Когда мысль человеческая достигла до этой степени сознания и силы, когда она окрепла в ней, узнала свою несокрушимую мощь, — открылось в греческом мире зрелище блестящее, увлекательное, торжество юношеского упоения в науке. Я говорю об оклеветанных и непонятых софистах. Софисты — пышные, великолепные цветы богатого греческого духа — выразили собою период юношеской самонадеянности и удальства; вы в них видите человека, только что освободившегося из-под опеки и не получившего еще определенного назначения; он предается всем сердцем чувству своей воли, своего совершеннолетия и в этом увлечении свидетельствует, что он еще не совершеннолетний; юноша сознал ужасную власть, находящуюся в его распоряжениях; ничто не связывает его гордого сознания, он играет своим достоянием, всем на свете, т. е. всем важным для обыкновенного собственника, и в то время, как тот печально качает головой, глядя на его расточительность, юноша презрительно смотрит на него, держащегося за свои точимые молью богатства; он понял шаткость и несостоятельность всего окружающего; он опирается на одно — на свою мысль; это его копье, его щит, — таковы софисты. Что за роскошь в их диалектике! что за беспощадность! что за развязность! какая симпатия со всем человечественным! Что за мастерское владение мыслию и формальной логикой! Их бесконечные споры — эти бескровные турниры, где столько же грации, сколько силы, — были молодеческим гарцеваньем на строгой арене философии; это удалая юность науки, ее майское утро. Сократ и Платон были врагами софистов по праву; они, с их точки зрения, отреклись от них и повели мысль к более глубокому сознанию.
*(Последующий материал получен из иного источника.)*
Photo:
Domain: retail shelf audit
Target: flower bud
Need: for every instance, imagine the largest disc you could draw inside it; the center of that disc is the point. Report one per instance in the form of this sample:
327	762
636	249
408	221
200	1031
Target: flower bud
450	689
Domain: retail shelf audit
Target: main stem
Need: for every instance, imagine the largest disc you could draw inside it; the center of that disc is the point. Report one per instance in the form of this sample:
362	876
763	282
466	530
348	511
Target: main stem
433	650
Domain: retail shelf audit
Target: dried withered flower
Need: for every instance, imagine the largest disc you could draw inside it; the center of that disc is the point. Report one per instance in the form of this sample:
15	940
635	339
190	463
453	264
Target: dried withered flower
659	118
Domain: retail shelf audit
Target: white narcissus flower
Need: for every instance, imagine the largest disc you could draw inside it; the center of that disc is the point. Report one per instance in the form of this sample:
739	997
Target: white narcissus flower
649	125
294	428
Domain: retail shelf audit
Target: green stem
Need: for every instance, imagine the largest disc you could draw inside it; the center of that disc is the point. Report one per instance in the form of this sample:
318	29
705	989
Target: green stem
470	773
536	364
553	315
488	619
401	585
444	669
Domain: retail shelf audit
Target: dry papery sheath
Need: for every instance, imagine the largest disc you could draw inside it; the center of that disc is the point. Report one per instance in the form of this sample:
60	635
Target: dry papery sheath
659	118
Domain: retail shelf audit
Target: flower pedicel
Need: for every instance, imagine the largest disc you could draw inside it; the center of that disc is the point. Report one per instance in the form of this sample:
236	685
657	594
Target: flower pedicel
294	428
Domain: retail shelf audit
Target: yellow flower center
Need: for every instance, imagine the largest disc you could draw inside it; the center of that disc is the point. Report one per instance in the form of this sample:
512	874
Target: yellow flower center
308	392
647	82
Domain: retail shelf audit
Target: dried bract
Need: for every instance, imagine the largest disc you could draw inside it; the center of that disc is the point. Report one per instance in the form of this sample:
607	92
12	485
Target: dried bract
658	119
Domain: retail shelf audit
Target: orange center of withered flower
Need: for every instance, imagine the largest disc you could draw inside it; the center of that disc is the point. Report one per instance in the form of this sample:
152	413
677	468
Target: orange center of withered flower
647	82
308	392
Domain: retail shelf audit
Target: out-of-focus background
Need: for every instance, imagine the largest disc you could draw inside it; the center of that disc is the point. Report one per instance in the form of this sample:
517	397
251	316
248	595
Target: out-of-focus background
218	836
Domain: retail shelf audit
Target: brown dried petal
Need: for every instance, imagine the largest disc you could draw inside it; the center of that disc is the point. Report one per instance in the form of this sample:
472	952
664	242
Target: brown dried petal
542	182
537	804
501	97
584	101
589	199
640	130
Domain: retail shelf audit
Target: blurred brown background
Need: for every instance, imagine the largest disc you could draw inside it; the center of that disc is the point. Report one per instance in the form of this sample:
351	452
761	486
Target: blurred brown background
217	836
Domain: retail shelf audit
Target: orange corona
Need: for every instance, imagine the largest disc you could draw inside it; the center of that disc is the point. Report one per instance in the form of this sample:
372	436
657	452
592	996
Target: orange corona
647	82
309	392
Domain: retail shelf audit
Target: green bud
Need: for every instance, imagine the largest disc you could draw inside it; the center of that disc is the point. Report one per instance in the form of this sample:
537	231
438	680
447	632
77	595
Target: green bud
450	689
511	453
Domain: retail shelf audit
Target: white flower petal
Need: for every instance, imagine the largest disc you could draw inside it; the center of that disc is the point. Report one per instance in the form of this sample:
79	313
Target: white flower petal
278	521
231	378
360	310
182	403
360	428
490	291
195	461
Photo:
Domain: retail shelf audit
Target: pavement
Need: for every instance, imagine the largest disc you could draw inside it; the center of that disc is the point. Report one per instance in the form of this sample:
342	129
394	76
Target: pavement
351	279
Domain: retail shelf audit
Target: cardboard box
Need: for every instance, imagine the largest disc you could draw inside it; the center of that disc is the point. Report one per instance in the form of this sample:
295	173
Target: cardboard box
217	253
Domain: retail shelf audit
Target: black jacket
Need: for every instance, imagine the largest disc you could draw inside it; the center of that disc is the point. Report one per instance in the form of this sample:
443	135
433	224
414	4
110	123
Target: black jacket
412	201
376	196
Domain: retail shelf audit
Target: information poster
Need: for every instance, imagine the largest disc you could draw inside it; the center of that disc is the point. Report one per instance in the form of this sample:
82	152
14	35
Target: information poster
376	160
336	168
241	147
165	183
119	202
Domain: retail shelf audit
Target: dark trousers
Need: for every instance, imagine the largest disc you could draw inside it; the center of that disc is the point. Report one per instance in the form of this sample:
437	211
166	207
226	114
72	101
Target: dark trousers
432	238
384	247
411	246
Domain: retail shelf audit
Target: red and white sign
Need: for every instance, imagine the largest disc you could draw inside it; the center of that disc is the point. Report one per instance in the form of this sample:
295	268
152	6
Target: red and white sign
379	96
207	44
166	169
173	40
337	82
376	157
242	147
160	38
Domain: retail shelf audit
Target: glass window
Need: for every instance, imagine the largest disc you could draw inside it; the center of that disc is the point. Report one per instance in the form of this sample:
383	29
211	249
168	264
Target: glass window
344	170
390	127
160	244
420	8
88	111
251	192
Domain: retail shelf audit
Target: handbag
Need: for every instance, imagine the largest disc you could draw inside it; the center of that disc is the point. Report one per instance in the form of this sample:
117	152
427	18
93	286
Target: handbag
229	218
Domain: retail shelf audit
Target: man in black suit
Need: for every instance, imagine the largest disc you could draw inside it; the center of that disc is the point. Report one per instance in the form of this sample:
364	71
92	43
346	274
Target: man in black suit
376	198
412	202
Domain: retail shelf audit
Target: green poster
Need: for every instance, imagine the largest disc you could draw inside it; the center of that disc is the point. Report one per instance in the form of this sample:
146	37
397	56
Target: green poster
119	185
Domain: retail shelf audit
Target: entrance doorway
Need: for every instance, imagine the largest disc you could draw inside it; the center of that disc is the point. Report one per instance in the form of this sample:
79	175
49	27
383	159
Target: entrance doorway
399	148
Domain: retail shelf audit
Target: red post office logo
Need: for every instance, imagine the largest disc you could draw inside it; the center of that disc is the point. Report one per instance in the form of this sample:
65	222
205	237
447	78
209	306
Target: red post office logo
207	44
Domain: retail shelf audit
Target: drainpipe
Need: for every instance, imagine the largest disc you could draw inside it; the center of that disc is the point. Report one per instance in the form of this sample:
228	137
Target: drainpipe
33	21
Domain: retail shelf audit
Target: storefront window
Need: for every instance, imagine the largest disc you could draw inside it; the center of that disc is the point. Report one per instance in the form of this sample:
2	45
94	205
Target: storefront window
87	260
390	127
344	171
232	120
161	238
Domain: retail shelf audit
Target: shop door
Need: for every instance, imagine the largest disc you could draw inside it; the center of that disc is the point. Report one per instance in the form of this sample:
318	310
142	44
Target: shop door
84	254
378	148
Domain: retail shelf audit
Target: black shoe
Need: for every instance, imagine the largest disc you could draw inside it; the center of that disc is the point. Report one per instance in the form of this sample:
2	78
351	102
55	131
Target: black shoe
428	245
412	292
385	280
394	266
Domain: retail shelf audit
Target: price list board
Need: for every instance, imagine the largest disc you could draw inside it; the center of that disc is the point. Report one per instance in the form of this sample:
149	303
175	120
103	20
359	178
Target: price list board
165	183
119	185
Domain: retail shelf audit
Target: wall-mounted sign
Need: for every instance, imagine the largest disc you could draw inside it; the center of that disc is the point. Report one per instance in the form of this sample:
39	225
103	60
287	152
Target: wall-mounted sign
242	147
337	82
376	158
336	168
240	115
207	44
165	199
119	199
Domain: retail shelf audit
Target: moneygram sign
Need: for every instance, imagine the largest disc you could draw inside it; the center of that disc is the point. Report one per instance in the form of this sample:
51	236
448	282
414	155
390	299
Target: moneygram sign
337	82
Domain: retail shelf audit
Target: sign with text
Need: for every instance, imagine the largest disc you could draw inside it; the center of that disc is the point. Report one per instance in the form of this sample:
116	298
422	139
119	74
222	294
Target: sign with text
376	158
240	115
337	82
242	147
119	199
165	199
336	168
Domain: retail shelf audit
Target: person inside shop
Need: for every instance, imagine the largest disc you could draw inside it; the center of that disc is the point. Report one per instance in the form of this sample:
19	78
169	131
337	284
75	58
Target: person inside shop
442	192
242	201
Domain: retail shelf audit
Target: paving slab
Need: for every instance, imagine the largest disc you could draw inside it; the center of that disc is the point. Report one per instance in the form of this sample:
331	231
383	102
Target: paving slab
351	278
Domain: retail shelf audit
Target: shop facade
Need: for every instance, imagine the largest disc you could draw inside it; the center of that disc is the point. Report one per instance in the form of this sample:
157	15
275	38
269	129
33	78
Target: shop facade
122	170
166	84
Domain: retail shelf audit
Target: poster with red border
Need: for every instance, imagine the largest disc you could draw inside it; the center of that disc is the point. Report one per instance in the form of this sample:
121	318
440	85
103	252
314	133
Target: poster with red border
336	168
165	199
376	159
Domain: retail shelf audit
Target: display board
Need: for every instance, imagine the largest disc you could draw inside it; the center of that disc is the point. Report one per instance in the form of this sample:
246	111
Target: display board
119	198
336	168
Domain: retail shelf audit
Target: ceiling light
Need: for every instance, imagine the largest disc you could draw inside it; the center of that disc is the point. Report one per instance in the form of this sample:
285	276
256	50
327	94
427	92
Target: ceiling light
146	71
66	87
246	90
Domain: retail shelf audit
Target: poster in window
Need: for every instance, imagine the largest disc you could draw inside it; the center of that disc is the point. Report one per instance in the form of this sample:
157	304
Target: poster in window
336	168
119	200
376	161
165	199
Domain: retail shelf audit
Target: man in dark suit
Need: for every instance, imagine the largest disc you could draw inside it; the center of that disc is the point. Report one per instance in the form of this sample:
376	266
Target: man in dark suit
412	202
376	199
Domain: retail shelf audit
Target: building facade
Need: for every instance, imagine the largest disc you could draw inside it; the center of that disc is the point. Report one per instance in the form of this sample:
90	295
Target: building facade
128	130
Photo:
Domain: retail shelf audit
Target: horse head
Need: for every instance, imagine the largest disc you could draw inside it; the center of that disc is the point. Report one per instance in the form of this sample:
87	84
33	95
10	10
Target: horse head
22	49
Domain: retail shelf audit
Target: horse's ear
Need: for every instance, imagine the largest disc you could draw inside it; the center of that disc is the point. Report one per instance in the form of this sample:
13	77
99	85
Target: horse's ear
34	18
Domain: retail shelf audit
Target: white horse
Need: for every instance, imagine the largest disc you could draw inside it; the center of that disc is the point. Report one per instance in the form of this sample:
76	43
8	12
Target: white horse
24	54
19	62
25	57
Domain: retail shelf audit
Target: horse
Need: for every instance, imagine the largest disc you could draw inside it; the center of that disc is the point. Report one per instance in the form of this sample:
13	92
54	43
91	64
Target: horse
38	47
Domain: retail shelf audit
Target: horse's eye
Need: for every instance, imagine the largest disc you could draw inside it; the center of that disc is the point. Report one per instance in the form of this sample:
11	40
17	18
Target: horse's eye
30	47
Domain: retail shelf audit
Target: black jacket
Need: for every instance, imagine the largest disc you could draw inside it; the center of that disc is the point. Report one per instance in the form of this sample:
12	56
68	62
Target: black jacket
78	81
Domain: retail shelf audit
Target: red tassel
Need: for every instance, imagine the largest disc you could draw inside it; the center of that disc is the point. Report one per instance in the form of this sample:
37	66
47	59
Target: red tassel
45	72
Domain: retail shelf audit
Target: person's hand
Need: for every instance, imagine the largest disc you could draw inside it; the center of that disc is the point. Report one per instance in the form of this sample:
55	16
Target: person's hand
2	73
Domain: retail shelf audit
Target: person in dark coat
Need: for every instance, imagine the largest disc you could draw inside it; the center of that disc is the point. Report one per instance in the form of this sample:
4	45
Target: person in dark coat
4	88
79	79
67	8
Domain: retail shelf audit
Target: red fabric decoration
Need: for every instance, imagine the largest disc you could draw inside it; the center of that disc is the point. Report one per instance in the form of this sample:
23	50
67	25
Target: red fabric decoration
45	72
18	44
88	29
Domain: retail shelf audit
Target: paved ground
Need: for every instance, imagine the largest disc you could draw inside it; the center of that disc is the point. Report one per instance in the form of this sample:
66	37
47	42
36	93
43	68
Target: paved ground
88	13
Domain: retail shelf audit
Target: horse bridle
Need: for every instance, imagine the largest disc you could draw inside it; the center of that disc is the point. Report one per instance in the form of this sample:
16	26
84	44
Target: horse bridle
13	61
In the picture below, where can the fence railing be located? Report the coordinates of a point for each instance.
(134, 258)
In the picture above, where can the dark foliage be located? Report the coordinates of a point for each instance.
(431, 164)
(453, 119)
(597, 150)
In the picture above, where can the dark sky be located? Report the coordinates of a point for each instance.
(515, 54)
Но порицатели софистов, из века в век повторяющие плоские обвинения, свидетельствуют только свою ограниченность и сухой прозаизм своего рассудка; они стоят на той узенькой точке зрения жанлисовской, не очень нравственной морали, которую так любили добрые аббаты-деисты начала прошлого века, те самые, которые беспощадно журили Александра Великого за пристрастие к горячительным напиткам и Юлия Цезаря — за пристрастие к властолюбивым мечтам. С этой точки зрения ни софистов, ни Александра Македонского оправдать нельзя, — но зачем же не предоставить ее исключительно исправительным судам, занимающимся мелкими проступками и уличными беспорядками? зачем ее употреблять при обсуживании всемирноисторических событий?.. Вместо того, чтоб останавливаться на опровержении обветшалых и жалких мнений, представим себе лучше эпоху появления софистов в Греции.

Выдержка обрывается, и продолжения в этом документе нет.